Of course, that only widens the attack surface for cybercriminals, who could just as easily find rich pickings from a well-intentioned member of the public in, say, Europe as America when trouble arises in the US.
“Even if a natural disaster is hitting somewhere like Texas, folks in the UK are going to know about it fast,” says Burleson-Davis. Likewise, the global nature of business means weak spots in a target organization’s computer systems can be found almost anywhere.
“It’s interesting to think a location like Texas or Florida, because of hurricanes, might be more vulnerable to this sort of cyberattack,” he says. “It’s not really true because a supply chain can grow and pop up anywhere in the world, right? Because we’re so interconnected.”

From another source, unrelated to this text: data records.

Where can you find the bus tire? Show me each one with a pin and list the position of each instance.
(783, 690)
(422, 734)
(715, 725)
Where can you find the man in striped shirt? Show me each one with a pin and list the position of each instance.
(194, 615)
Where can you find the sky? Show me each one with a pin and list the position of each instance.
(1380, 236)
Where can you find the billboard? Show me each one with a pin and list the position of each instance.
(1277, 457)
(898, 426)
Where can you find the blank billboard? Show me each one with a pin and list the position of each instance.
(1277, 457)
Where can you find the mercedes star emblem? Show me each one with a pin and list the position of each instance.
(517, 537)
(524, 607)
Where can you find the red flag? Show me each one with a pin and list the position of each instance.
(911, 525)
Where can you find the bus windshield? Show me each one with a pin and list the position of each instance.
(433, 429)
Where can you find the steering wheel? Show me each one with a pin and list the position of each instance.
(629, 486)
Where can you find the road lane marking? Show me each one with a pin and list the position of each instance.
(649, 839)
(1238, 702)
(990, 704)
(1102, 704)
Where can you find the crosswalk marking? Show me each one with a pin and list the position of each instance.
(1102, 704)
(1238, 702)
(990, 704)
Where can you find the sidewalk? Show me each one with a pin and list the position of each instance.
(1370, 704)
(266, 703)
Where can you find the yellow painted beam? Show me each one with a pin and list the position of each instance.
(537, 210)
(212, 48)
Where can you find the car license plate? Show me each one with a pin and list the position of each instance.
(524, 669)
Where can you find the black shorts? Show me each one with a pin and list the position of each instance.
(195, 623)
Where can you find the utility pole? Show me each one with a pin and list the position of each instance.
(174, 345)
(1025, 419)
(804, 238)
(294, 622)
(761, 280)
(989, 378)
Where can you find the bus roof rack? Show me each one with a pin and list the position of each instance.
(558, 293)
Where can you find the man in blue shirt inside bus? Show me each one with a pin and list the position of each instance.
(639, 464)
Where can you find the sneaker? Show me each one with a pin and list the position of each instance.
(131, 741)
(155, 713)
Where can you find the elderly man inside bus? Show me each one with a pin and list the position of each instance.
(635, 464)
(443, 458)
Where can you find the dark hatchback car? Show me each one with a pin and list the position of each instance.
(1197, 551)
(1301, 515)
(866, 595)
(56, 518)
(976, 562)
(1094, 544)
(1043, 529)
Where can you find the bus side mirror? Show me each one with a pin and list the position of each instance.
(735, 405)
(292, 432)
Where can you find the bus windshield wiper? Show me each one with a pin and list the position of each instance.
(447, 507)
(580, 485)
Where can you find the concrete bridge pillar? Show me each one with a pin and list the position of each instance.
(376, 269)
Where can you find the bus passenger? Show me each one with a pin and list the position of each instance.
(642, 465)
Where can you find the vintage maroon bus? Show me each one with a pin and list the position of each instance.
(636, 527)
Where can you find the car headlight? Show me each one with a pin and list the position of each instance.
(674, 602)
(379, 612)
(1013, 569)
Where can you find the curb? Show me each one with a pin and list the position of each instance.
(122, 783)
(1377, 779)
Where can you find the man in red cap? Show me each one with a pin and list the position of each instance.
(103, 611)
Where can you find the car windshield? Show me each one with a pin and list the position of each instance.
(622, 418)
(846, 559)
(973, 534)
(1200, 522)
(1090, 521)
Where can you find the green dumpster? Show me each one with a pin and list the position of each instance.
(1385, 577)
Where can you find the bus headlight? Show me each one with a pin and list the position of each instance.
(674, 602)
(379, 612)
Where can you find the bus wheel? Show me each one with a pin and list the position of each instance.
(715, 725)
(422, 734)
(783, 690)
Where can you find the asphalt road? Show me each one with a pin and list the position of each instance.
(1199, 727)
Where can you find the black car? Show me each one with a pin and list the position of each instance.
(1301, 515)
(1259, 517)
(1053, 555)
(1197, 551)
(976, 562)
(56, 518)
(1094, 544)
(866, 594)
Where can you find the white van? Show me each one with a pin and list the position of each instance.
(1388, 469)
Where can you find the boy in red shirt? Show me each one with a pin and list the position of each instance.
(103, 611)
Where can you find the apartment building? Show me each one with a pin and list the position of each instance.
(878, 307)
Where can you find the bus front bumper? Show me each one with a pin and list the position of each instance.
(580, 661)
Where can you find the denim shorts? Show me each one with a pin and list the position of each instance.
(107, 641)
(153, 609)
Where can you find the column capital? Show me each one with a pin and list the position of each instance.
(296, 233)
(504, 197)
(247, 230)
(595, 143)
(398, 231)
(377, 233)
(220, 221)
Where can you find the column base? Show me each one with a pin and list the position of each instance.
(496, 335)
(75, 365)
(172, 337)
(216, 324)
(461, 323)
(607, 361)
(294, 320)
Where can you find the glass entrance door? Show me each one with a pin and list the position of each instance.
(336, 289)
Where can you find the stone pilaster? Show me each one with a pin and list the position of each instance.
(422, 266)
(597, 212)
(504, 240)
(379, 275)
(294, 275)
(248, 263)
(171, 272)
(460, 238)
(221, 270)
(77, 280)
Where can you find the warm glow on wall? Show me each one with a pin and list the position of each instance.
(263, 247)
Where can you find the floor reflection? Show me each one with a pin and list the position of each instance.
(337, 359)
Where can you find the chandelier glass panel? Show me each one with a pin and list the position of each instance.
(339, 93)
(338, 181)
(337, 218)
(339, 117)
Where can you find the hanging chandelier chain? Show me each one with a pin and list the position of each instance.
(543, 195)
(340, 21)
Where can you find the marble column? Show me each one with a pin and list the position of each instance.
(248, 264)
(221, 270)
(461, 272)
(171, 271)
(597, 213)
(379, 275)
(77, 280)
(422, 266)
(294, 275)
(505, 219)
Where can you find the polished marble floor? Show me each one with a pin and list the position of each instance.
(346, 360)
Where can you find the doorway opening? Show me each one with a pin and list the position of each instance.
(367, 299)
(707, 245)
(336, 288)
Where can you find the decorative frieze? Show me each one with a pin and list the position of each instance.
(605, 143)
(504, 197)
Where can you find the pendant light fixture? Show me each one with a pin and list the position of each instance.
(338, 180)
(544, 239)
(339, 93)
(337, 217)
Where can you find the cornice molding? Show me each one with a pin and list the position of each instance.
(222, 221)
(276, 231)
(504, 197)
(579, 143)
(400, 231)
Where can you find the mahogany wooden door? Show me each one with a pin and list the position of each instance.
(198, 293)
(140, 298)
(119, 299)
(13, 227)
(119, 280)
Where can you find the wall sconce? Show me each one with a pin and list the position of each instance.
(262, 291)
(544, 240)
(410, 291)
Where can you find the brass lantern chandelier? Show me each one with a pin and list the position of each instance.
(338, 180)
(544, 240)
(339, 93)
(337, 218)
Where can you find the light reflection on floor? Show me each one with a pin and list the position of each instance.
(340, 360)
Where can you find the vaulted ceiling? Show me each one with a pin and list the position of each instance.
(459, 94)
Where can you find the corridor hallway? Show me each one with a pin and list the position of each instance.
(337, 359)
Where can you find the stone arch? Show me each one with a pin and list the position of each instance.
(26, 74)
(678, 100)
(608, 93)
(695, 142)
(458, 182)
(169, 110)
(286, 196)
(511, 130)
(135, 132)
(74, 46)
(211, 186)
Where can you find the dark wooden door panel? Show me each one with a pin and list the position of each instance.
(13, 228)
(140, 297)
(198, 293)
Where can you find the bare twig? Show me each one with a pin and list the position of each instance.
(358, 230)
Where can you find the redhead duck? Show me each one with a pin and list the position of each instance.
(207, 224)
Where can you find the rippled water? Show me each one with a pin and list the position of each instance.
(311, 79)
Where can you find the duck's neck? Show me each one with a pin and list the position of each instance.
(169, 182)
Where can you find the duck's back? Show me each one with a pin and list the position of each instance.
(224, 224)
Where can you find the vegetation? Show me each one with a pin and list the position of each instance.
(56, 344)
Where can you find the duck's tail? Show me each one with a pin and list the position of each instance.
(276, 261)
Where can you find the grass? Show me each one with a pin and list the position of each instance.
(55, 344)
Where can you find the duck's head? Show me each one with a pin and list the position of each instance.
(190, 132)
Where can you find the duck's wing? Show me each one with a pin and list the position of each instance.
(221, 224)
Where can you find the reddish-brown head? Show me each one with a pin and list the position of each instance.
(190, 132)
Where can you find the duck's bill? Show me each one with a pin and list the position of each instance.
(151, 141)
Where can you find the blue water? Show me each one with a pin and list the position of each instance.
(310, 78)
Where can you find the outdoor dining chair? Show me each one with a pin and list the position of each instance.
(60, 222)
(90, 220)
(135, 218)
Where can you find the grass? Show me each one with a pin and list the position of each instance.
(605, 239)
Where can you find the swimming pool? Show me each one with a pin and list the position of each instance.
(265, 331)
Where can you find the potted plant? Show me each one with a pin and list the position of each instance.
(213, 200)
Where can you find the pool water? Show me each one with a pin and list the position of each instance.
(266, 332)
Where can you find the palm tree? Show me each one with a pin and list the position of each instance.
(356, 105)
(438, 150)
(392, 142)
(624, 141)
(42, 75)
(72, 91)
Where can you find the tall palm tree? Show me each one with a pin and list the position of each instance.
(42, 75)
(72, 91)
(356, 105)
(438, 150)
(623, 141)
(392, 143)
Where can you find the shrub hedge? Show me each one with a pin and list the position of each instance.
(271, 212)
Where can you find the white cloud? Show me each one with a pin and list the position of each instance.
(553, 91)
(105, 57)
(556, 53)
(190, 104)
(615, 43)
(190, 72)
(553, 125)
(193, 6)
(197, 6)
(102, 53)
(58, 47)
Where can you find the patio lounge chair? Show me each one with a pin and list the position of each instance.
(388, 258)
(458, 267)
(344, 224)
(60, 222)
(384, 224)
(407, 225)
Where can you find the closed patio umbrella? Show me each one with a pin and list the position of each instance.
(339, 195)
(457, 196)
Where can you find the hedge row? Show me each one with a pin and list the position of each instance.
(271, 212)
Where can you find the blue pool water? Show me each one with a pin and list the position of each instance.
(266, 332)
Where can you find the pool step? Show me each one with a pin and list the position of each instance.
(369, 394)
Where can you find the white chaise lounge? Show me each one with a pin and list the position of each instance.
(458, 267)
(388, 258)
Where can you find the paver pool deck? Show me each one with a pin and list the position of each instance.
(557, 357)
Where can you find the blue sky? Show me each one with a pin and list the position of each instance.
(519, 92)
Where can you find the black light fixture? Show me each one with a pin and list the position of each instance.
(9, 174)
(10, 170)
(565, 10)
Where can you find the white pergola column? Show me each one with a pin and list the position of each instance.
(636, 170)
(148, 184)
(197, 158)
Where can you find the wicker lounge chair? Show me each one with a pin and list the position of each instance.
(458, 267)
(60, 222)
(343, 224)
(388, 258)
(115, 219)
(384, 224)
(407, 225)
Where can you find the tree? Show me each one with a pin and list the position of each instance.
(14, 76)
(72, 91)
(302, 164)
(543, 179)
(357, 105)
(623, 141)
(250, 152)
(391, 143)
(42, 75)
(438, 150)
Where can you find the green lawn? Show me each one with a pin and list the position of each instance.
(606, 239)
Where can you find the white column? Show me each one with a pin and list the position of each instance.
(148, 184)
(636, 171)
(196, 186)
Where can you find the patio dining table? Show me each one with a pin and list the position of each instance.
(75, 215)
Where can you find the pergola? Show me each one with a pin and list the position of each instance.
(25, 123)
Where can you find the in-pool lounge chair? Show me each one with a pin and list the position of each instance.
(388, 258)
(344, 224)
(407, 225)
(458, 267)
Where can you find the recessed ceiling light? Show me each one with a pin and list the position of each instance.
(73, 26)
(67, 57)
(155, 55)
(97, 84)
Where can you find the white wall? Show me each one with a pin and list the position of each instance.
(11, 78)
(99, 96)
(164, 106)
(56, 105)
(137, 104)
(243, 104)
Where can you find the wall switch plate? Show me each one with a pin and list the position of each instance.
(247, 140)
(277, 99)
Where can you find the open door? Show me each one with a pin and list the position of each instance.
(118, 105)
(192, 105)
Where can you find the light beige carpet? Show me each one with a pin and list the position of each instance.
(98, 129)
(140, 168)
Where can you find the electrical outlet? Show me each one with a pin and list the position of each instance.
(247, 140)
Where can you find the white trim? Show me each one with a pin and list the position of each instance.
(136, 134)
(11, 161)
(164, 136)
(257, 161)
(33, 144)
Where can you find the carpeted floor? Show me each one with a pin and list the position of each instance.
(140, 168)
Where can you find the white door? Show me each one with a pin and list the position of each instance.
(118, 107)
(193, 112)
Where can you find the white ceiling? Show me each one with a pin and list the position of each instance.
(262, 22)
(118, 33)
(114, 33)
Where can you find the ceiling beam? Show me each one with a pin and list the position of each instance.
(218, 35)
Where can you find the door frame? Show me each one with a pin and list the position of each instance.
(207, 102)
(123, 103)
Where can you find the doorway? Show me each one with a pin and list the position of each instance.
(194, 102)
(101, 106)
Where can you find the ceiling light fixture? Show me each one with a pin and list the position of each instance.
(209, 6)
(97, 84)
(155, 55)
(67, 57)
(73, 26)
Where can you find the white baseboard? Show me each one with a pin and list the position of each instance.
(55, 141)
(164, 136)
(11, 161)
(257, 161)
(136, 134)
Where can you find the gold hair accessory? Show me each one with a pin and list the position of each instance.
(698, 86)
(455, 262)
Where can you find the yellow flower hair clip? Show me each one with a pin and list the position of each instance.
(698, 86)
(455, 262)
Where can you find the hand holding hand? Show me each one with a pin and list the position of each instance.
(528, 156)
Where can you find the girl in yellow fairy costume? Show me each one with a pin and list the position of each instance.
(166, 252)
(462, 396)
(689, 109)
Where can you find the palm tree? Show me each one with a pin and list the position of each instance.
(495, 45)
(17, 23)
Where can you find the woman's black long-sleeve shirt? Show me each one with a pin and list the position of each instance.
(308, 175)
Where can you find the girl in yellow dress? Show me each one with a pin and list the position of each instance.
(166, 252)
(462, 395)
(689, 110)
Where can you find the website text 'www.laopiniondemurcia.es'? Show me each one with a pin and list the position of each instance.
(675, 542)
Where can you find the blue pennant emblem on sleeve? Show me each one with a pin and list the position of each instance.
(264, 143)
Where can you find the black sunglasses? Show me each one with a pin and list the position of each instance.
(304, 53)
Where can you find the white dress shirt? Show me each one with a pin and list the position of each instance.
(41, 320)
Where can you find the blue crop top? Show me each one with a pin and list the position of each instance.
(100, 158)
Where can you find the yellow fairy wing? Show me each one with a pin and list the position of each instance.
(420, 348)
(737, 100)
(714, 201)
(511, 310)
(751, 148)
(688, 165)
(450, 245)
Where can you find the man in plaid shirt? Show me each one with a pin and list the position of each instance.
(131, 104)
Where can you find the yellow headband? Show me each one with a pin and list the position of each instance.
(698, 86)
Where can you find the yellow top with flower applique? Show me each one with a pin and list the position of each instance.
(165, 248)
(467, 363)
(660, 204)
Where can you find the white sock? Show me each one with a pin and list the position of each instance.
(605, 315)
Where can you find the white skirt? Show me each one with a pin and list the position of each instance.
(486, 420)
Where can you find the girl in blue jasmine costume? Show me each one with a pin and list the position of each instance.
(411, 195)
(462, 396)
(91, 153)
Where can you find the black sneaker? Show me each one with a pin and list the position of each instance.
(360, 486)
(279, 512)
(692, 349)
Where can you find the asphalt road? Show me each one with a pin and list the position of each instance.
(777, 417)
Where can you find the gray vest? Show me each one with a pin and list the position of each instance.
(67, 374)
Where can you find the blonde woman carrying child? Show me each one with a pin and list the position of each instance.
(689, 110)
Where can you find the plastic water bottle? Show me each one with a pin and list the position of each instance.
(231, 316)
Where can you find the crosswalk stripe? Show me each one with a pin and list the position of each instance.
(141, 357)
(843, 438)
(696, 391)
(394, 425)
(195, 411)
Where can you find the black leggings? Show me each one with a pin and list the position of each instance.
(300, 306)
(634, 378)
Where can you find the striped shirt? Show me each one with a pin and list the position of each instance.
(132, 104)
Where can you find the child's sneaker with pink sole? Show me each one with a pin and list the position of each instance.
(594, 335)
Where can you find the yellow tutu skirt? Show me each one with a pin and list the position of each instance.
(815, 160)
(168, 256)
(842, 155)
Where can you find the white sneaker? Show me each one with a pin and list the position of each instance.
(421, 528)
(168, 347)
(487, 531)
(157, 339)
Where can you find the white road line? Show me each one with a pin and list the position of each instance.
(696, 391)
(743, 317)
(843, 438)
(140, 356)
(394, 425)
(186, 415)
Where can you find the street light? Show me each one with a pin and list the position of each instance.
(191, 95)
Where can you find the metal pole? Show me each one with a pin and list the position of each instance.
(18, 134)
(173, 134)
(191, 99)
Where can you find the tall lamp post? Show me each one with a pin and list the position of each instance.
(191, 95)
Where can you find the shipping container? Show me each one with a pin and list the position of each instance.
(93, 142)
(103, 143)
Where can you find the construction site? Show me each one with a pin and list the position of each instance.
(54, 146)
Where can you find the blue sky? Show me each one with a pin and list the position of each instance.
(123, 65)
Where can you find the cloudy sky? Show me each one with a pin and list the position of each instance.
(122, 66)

Worst of all, most victims of such scams will never even realize they were victims in the first place – who gives money charitably during a crisis and expects to see a return on it? But that “one-way flow,” as Burleson-Davis puts it, means cybercriminals don’t even need to worry about covering their tracks.
“It’s like I gave $1,000 to this thing,” he posits. “You never expect to hear back. You don’t go check up on whoever that is – like the $1,000 that you gave me, these are the things I bought or whatever, right? There’s no feedback mechanism or information flow to say yes, check the box, that’s the right thing that happened. There’s no audit of the activities that happened after you helped.”
As for who is behind disaster-related cyberattacks, that is anybody’s guess – but Burleson-Davis’s is that chances are, they are state-backed, although he can’t prove anything.
“Going after these ‘event-based’ opportunities, often the majority of them seem like they’re state actors,” he says. “It’s the same sort of loosely affiliated groups that are quite active in wreaking havoc around the world.”